Learning Objectives ILO

  • To make a presumptive diagnosis of enteric fever, also known as typhoid fever through the Widal lab test.
  • To perform the interpretation of widal test and understand the applications of Widal test.

Theoretical Background / Context

  • The Widal test is a serological test which is used for the diagnosis of enteric fever or typhoid fever. 
  • The test was developed by Greembaum and Widal in 1896. Typhoid or enteric fever is caused by a gram negative bacteria Salmonella enterica (Salmonella Typhi or Salmonella Paratyphi), found in the intestine of man. 
  • Salmonella paratyphi also causes Typhoid but in a milder form.
  • Salmonella possesses O antigen on their cell wall and h antigen on their flagella. On infection, these antigen stimulates the body to produce specific antibodies which are released in the blood. 
  • The Widal test microbiology is used to detect these specific antibodies in the serum sample of patients suffering from typhoid using antigen-antibody interactions. 
  • These specific antibodies can be detected in the patient’s serum after 6 days of infection (fever).
  • Salmonella Typhi possesses O antigen on the cell wall and H antigen on flagella. 
  • Salmonella Paratyphi A and S. Paratyphi B also possess O antigen on their cell wall but have AH and BH antigen on their flagella respectively.

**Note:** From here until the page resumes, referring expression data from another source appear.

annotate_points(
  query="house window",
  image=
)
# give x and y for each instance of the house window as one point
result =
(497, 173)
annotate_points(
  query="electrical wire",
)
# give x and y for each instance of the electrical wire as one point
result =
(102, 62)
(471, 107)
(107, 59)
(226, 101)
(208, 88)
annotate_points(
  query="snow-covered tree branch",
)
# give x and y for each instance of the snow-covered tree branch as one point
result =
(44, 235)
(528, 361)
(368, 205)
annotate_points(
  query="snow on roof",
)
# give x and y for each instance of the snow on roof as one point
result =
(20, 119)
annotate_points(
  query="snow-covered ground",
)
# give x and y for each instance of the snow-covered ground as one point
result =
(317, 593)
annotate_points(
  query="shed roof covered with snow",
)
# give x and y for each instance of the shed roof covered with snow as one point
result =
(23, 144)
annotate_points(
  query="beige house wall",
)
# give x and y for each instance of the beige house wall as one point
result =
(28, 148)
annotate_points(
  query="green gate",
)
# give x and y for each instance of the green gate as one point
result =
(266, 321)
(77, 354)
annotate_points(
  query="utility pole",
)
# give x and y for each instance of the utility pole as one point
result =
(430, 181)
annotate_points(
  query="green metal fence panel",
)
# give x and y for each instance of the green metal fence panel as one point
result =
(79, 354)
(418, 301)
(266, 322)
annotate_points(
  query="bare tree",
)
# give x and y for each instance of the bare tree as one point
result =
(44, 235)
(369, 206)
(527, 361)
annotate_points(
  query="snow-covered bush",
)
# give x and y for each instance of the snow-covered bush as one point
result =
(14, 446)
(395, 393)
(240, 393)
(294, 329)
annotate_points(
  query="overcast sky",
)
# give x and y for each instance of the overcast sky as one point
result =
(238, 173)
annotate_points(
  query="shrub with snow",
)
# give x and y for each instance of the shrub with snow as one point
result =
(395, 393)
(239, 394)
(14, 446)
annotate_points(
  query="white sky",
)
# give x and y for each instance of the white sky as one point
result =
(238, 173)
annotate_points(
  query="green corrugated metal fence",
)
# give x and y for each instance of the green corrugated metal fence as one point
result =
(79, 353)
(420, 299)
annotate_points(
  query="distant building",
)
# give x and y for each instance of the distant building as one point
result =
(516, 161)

Widal Test Principle of Work

  • Widal test is an agglutination test in which specific typhoid fever antibodies are detected by mixing the patient’s serum with killed bacterial suspension of Salmonella carrying specific O, H, AH, and BH antigens and observed for clumping ie. 
  • Antigen-antibody reaction. The main principle of the Widal test is that if the homologous antibody is present in the patient’s serum, it will react with the respective antigen in the suspension and gives visible clumping on the test slide or card using the tube agglutination test methodology.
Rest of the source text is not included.